A few weeks ago, in reviewing HBO’s “Enlightened,” I suggested it hadn’t cracked the tricky problem of how to generate comedy out of a character largely lacking in self-awareness. At the time, I wrote:
The trick to making a comedy with this kind of character work usually involves some combination of putting them in a position of power over the people they’re inadvertently offending, making them so blissful in their idiocy that it barely matters how often they embarrass themselves, or making them jerks in need of comeuppance.
Since then, I watched “Allen Gregory,” a new animated comedy that FOX will debut Sunday night at 8:30, and it follows that script to a T, giving us an oblivious central character who is able to bully and walk over everyone, who is extraordinarily pleased with himself and his cultured ways, and who is very much in need of comeuppance.
And in watching it, I realized that the game is much more complicated than I suggested earlier, because “Allen Gregory” is vastly more unpleasant to watch than “Enlightened” could hope to be.
Jonah Hill – who co-created the show with Andrew Mogel and Jarrad Paul – plays the title character, a 7-year-old who has been spoiled rotten all his life by his two gay dads, Richard (French Stewart) and Jeremy (Nat Faxon). They’ve home-schooled him, given him the tastes and speech patterns of a much older, more sophisticated man, and made him just about the worst person in the world. He calls his perfectly normal, likable adoptive sister Julie (Joy Osmanski) “pretty much the worst person” and, like both dads, treats her not as a person but as a trophy of their own politically correct awesomeness. Like biological dad Richard, Allen Gregory is condescending to and verbally abusive of Jeremy, who also does nothing to deserve it. When forced to go to public school because Richard(*) is having money troubles and needs Jeremy to get a job, Allen Gregory steamrolls over his new teacher (Leslie Mann), the principal and even potential new best friend Patrick (Cristina Pucelli), who doesn’t phrase an offer to have lunch together the way Allen Gregory would like.

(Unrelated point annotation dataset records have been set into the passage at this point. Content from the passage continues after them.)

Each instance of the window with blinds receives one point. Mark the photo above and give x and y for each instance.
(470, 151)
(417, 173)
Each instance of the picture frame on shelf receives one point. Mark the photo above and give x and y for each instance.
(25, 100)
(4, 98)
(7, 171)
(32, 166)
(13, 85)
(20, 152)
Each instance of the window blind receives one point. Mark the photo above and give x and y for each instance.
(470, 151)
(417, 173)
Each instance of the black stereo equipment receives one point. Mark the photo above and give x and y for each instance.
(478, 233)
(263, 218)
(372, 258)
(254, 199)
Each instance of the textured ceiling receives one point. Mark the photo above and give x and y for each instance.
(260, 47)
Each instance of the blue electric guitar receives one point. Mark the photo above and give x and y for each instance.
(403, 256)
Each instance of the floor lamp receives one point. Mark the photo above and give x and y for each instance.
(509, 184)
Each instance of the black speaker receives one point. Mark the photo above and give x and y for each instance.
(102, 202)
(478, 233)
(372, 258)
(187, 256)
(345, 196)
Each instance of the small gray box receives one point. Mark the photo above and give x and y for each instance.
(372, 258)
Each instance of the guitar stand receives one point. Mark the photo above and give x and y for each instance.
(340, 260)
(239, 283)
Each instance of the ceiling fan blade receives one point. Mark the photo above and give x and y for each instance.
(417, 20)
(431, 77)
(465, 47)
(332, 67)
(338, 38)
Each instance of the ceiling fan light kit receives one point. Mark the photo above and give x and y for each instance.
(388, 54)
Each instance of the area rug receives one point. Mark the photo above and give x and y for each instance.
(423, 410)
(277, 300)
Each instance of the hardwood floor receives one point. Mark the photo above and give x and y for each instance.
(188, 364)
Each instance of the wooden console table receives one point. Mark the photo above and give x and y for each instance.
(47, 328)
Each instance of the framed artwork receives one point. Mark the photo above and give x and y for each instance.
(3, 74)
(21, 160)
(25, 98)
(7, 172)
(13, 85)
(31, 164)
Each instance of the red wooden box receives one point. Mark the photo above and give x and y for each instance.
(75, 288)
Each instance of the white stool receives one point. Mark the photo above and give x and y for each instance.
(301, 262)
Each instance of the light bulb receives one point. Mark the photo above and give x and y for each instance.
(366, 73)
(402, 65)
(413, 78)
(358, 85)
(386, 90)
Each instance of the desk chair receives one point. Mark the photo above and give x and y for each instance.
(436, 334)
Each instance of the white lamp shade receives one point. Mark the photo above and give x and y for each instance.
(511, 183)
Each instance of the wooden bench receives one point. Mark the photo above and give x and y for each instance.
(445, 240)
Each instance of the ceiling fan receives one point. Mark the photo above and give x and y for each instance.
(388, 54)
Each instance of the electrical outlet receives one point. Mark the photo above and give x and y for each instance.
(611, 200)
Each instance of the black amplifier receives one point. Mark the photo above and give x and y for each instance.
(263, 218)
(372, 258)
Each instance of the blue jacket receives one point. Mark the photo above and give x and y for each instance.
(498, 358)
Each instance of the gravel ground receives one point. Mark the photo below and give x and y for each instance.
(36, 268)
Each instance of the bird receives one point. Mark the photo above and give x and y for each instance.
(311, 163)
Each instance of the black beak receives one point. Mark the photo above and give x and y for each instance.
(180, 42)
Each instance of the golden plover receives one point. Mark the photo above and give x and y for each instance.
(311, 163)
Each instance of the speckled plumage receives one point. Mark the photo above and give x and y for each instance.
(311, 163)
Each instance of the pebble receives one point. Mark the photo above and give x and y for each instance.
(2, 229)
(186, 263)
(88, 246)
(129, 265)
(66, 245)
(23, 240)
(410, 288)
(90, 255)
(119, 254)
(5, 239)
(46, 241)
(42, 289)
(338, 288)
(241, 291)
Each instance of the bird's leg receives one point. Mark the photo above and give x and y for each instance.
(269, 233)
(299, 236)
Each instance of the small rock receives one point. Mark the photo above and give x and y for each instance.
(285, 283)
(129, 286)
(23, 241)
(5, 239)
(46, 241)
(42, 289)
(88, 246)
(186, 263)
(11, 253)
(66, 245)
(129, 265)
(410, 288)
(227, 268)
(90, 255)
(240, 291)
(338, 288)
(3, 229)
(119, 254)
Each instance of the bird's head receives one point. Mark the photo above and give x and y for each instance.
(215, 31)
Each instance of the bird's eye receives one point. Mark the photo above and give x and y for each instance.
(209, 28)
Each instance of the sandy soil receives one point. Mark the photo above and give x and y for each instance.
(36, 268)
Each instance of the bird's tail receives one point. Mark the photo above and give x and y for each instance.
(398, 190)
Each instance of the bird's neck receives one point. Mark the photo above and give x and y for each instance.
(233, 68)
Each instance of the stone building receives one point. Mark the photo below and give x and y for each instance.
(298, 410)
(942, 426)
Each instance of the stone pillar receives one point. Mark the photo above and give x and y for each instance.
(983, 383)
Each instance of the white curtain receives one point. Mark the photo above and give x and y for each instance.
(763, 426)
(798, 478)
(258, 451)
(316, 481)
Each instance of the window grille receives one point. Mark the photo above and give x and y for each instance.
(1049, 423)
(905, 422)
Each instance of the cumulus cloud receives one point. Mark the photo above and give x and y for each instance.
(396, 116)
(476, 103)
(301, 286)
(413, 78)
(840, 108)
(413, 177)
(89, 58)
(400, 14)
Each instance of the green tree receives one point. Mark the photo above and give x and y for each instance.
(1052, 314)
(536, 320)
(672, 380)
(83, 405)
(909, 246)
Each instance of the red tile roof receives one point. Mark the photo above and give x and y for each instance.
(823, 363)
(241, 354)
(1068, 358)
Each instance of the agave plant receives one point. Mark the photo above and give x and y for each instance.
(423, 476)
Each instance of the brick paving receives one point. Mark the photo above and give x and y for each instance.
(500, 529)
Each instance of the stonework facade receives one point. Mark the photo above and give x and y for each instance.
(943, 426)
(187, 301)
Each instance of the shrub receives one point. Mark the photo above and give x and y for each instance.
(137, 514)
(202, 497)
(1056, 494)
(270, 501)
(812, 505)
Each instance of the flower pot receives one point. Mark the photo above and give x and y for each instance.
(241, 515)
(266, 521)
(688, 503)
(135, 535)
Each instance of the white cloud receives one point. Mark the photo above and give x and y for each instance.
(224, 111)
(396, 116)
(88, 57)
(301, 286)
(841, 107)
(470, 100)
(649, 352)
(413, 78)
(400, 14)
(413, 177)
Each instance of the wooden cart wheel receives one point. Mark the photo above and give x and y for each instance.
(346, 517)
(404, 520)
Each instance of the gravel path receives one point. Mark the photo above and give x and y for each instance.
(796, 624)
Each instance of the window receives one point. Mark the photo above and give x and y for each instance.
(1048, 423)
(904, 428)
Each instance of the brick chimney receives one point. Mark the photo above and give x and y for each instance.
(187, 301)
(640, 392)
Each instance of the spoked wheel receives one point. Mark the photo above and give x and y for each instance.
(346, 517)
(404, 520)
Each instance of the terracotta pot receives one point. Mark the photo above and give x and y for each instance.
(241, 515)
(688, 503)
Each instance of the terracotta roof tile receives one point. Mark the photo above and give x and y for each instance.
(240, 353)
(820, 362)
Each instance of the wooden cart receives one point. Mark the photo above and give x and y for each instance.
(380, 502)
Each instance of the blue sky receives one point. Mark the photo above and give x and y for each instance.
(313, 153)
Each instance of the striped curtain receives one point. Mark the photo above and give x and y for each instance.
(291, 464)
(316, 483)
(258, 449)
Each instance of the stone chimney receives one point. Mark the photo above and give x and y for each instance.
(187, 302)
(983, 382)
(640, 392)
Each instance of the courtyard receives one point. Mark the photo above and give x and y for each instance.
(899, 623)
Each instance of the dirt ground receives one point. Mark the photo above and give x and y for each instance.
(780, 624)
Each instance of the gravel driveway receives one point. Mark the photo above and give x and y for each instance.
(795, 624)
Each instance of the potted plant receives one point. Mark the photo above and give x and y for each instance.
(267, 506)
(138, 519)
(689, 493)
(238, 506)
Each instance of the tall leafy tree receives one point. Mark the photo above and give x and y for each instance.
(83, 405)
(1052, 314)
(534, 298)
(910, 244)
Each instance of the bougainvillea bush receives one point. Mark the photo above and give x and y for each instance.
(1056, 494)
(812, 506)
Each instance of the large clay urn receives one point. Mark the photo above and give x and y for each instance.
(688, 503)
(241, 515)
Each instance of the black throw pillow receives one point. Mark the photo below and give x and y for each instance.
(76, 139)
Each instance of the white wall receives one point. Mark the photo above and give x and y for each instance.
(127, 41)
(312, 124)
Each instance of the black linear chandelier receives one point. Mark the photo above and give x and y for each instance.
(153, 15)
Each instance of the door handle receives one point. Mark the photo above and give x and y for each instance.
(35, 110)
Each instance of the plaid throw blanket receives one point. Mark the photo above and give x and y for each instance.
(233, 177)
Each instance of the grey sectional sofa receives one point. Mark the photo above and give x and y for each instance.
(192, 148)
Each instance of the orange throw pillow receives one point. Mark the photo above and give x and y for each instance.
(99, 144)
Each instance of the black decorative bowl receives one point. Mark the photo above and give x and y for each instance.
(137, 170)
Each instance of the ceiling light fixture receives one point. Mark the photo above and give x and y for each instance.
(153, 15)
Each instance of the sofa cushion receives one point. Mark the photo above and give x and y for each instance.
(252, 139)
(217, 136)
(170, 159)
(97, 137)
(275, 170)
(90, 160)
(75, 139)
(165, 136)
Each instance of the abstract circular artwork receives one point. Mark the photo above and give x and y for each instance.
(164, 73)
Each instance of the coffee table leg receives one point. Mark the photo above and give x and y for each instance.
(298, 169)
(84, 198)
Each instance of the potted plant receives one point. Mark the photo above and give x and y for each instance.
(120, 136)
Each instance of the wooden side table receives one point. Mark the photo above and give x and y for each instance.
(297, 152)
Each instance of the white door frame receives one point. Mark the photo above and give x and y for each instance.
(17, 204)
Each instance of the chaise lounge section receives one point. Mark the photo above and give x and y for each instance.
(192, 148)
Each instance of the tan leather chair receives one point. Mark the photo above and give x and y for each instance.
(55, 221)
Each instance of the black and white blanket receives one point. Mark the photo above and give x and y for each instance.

(*) Whose character design makes him look exactly like Dean Pelton on “Community,” to the point where I just assumed Jim Rash was playing the part and was startled to learn he wasn’t. Not enough people watch “Community” for this to hurt the show with average viewers, but still… weird.
There are moments where Allen Gregory is supposed to seem sympathetic because he doesn’t know how to be a kid, and the more popular kids pick on him for it, but he’s such a colossal ass to everyone – as is Richard – that any humiliations he suffers seem wholly deserved. This show actually made me hate a 7-year-old. Well-done.
On this week’s podcast, Fienberg argued that the problem may not so much be Allen Gregory but how he’s positioned within the show, with no strong character to balance him out. And I can see that. His behavior isn’t really any worse than most members of the Bluth family; it’s that this show is told from his point of view, and there’s no Michael Bluth around to constantly point out the many ways in which he fails as a human being. (I loved GOB, but didn’t want to see a show where he was the central character, which is one of the many reasons “Running Wilde” failed.)
So, yeah, the comedy of arrogance and/or self-deception isn’t easy. It could be a problem “Allen Gregory” solves later on, either by softening its main character (and his dad) or by pushing supporting characters more to the forefront, but the version on display in the pilot is one I have no interest in ever watching again.